Enfurecido o marido berra:

- Sua cínica! O que é isso?

A mulher se desmancha em lágrimas, e soluçando começar a implorar:

- Desculpa. Por favor, desculpa.. Por favor, desculpa...

Ela conta tudo. De que havia nascido homem, mas que com o tempo resolveu ser mulher. Tomou hormônios, retirou todos os pêlos do corpo a laser. Deixou crescer os cabelos castanhos e passou a se vestir como uma jovem mulher ao redor dos vinte anos. Com o apoio dos pais, se tornou cabeleireira, juntou algum dinheiro, fez implante de silicone e realizou  a cirurgia de mudança de sexo no exterior. Mudou de nome, assim como alterou todos os documentos. Para quem olhasse, não havia dúvidas, era uma mulher!

Contudo, evangelizada, decide visitar a igreja de Jardim esperança. O comovente sermão do pastor impressiona. Passa a freqüentar a igreja com freqüência. Numa dessas oportunidades, diante de um emocionante apelo, se dirige à frente, aceitando a mensagem do evangelho. Terminado o culto, conversa com o pastor à parte. Conta a sua história e o seu novo dilema: como se tornar um homem? O pastor fala um pouco sobre como a bíblia vê a homossexualidade, e lhe aconselha a comportar-se como um eunuco, dedicando-se exclusivamente a Deus.

De fato, o corpo se tornou um problema.  Se parasse de tomar os hormônios, a silhueta feminina se deformaria, aliada ao silicone e as cirurgias, não seria nem homem ou mulher, mas um monstro indefinível.

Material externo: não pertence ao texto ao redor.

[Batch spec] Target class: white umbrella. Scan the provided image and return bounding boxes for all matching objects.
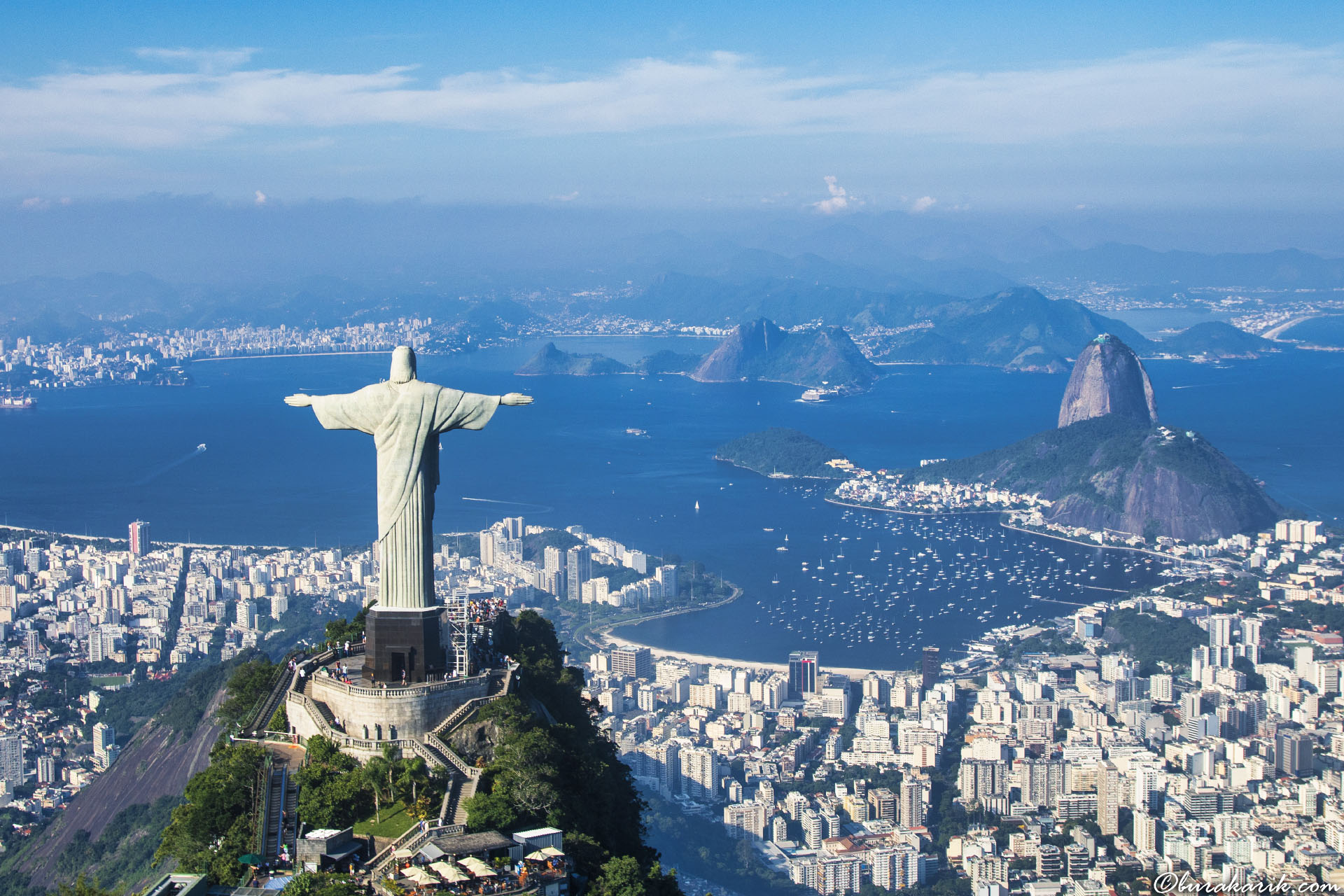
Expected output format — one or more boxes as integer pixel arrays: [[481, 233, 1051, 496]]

Ganharia aspectos grosseiros, teria vergonha de sair de casa, depressão, morte. Prefere continuar vivendo da mesma maneira. O pastor entende como uma libertação progressiva, e por isso, não se opõe.

O tempo passa, e um novo visitante da congregação lhe chama a atenção. Estando inocente o rapaz, eles se olham, conversam no final do culto, namoram e noivam. O pastor se interpôs:

- Ou você realiza o nosso casamento, ou então eu o processo.

Contrariado, o pastor faz a cerimônia.

Um filme passa na cabeça do esposo. Longos e profundos beijos, declarações públicas de amor, a lua de mel.